Sean Penn, enjoying what seems to be a peak in his career is in excellent form as Paul, a mathematician with a weak heart, who is given a second chance at living with a transplant. He conveys, throughout the film, a sense of immensely dark depression, as a man who cannot quite understand why he should still be alive. As two other storylines intersect with his own, the audience is also challenged as to what it means to live. The other two figures in this film are Jack (Benicio del Toro) and Cristina (Naomi Watts), respectively a born again Christian ex con, and a happily married woman with a history of cocaine abuse. These three diverse characters are bound together by a horrifying accident, but the audience is not for one second given the opportunity to think of this film in such simple terms as they watch it. Instead, the time frame shifts seemingly at random, the film actually starting long after the incident when Paul and Cristina have been drawn together.
The overall effect of this approach is highly demanding on anyone watching. If you are expecting a popcorn-munching blockbuster, this work is to be avoided. However, the initially confusing structure is rewarding if you pay attention to how the chaotically intertwined lives form together, and the intricate patterns that Inarritu’s direction creates. The film definitely revels in the details of the acting and plot – it wants its nuances examined closely, and forces you to do so by moving between different periods in its chronology so fluidly that you feel you have to watch every second, lest you miss something important. Crucially, the film provides enough substance, intelligence and superior acting to ensure that this intensive way of viewing never becomes tedious. Naomi Watts, of ‘Ring’ and ‘Mulholland Drive’, is exceptional in this respect, a woman who almost regresses to her drug steeped early years as her marriage is destroyed.

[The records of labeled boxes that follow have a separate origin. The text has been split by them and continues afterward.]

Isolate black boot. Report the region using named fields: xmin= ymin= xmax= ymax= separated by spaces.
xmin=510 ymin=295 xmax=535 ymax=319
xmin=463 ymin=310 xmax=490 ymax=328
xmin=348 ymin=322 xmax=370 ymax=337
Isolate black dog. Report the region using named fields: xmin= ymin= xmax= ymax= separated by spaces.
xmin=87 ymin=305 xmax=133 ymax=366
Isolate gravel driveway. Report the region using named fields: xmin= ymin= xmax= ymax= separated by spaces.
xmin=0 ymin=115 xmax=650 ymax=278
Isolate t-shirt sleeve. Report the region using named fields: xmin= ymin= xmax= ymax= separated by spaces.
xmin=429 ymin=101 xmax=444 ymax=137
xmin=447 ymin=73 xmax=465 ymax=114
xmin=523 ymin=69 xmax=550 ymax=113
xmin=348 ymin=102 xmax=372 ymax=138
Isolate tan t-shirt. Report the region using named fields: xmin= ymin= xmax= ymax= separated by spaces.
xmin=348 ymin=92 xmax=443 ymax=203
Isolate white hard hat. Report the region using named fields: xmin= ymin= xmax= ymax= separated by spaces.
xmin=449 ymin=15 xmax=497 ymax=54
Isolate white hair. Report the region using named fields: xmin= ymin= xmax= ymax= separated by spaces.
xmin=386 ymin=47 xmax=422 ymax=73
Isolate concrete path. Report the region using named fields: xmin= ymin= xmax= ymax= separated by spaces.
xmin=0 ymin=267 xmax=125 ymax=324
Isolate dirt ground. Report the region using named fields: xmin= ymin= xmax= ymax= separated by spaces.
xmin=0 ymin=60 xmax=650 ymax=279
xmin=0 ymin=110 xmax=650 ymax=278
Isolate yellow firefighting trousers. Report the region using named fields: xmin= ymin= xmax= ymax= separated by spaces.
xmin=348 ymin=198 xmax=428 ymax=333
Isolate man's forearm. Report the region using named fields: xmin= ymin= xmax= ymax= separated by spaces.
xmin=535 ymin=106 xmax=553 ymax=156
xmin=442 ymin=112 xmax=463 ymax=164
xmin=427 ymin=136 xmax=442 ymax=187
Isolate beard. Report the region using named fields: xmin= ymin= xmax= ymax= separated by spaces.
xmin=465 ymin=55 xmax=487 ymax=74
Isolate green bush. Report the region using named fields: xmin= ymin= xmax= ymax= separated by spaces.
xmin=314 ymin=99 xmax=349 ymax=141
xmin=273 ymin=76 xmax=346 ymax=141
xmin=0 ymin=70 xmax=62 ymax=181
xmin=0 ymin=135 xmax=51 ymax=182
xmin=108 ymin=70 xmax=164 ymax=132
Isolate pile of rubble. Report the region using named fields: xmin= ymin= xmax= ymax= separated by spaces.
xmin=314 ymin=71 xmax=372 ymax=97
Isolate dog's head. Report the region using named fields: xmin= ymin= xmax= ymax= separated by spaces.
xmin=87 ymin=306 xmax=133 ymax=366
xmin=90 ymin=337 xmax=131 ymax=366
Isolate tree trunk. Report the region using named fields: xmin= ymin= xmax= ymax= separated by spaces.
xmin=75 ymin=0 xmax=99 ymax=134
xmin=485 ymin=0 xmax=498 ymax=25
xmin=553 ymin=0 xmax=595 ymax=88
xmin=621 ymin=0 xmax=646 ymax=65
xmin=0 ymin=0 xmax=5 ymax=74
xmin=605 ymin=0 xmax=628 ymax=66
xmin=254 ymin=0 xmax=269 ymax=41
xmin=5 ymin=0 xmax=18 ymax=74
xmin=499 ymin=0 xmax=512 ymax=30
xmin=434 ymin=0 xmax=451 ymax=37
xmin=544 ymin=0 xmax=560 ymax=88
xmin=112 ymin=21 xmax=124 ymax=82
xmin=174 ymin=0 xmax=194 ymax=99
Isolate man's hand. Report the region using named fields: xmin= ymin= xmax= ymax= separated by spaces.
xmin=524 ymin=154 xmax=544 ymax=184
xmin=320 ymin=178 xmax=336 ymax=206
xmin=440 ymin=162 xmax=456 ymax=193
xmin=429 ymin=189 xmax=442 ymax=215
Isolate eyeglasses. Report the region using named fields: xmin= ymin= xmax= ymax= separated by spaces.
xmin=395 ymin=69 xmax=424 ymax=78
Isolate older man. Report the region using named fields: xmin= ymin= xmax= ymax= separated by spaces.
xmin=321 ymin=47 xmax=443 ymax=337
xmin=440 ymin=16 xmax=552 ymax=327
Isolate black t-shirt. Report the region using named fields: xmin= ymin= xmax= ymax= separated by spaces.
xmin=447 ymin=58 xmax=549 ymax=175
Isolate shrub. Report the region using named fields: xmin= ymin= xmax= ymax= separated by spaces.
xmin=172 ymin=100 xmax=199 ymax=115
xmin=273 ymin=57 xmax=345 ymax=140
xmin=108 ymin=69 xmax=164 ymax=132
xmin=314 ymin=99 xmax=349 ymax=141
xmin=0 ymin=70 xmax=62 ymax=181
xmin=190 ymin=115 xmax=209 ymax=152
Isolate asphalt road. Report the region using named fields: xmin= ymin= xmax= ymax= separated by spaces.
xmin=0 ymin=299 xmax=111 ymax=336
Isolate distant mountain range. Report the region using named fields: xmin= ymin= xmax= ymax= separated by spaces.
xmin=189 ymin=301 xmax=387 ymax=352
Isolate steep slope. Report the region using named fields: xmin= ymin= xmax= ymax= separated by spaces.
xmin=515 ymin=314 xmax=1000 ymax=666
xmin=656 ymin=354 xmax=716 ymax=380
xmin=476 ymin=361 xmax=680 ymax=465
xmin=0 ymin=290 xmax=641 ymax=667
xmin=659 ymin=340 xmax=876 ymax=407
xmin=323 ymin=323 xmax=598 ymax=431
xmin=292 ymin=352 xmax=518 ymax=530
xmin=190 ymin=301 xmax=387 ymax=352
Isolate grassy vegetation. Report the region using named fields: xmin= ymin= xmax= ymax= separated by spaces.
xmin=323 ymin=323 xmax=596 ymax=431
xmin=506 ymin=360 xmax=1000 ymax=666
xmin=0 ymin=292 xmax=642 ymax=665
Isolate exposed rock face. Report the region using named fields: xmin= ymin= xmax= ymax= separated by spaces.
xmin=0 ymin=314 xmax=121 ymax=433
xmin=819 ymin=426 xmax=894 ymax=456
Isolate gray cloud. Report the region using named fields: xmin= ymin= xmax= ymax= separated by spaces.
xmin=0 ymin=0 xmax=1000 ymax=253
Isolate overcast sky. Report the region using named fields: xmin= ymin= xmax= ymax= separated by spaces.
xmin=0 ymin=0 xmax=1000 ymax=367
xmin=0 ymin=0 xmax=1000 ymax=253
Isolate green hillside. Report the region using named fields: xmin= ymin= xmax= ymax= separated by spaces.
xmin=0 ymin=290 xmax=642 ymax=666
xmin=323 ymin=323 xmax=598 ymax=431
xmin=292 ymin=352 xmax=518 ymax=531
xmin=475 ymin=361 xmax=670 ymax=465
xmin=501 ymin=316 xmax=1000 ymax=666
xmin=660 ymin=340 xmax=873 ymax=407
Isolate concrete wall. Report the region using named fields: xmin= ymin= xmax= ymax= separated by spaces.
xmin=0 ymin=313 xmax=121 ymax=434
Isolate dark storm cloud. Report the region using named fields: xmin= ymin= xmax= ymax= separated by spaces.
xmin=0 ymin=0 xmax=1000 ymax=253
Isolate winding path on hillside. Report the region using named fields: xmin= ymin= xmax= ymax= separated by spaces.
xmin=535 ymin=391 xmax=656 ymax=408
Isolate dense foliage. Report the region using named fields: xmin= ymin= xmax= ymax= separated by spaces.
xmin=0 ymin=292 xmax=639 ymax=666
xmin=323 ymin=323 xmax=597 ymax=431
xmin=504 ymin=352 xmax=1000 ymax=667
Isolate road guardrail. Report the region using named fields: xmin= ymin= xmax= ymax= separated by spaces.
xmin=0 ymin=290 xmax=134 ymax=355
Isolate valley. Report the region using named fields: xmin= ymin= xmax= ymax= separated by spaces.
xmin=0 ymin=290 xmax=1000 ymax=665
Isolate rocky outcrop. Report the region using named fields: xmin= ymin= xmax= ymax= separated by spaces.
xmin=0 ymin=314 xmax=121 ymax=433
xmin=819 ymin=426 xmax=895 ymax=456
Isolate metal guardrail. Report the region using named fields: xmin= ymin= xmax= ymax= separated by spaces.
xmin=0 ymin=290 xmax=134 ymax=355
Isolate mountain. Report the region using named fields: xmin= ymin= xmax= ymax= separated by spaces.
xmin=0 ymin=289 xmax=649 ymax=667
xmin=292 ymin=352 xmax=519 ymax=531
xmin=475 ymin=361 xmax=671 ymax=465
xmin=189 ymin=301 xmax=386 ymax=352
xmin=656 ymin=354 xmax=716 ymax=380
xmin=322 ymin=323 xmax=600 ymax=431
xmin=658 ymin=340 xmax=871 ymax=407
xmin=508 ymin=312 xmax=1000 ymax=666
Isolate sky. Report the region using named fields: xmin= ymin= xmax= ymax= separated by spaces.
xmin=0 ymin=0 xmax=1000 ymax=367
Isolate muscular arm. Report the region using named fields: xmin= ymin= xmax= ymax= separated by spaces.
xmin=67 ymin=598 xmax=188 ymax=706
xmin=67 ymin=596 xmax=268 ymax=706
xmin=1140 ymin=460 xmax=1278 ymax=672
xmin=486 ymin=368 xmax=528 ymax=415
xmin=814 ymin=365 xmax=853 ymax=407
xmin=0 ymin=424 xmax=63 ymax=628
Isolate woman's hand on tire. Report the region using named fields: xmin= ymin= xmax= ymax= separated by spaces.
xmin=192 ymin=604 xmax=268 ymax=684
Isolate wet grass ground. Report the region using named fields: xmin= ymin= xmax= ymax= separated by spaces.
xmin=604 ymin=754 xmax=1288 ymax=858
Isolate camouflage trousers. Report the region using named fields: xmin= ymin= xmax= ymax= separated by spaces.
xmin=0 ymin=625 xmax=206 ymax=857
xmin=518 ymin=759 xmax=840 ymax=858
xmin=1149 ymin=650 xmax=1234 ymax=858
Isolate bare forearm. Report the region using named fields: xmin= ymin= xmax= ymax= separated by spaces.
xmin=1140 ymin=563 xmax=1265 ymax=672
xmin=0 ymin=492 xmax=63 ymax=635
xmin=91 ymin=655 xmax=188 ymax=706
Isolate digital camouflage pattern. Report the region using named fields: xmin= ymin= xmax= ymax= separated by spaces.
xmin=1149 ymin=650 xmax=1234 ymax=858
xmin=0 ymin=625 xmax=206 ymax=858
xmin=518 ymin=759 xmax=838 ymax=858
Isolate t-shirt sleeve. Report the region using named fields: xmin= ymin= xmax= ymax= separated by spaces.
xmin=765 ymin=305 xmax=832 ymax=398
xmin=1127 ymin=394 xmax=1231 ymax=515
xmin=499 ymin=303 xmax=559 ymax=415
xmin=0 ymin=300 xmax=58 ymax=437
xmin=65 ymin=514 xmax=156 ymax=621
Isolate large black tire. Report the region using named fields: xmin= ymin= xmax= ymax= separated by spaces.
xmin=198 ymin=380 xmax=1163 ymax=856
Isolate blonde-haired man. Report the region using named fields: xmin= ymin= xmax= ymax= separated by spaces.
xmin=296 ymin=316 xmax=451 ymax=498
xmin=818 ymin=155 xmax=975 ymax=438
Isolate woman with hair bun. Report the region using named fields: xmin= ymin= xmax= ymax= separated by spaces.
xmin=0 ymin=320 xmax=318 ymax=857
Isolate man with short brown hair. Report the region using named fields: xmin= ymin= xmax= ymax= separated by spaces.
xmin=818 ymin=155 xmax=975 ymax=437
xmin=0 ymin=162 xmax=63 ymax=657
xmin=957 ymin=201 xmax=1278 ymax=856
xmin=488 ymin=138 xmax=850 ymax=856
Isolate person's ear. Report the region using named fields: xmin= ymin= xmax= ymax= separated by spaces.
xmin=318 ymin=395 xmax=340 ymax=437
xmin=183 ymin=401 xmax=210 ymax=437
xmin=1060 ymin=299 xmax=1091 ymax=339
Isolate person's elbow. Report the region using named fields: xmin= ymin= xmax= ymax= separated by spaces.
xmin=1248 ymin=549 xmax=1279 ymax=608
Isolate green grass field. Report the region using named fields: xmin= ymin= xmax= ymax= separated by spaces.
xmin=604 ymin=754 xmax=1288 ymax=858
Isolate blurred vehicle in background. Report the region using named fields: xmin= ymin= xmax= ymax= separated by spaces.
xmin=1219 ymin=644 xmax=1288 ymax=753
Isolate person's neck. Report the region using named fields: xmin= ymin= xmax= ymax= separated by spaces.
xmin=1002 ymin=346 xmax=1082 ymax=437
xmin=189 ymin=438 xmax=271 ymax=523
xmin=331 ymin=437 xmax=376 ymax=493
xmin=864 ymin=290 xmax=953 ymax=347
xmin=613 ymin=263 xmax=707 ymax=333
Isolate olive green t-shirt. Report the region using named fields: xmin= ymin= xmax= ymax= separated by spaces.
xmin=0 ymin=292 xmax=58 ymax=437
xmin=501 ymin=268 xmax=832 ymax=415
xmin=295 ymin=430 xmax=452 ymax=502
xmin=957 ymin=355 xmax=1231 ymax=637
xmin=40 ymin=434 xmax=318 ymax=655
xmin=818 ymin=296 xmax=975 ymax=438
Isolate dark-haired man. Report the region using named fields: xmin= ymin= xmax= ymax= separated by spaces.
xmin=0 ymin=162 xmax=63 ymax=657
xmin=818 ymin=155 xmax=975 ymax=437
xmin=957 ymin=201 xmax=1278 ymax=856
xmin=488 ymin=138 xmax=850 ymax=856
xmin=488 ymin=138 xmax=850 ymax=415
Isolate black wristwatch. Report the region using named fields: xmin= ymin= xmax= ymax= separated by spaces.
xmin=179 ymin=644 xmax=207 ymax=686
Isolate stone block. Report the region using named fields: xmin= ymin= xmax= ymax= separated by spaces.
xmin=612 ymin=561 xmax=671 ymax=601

You could say that Inarritu was trying to grasp the feeling of the immediate impact of the accident, to achieve a sense that these three lives were irrevocably changed in a vast variety of ways in an instant. If this is his intention Inarritu has succeeded. You leave the cinema shaken and unsettled, cursing the times whenever you rubbernecked at an accident or indulged in a little schadenfreude, as Inarritu aims not to simply entertain but to utterly absorb you in this story of tragedy and hope, to really look hard at the dark implications of what happens on screen. As if to reflect the details which you have to endure, the title of ‘21 grams’ is supposed to suggest the mass lost by the body at the point of death- some believe it is the weight of the soul. You leave the cinema thinking that possibly this weight has been added to your own.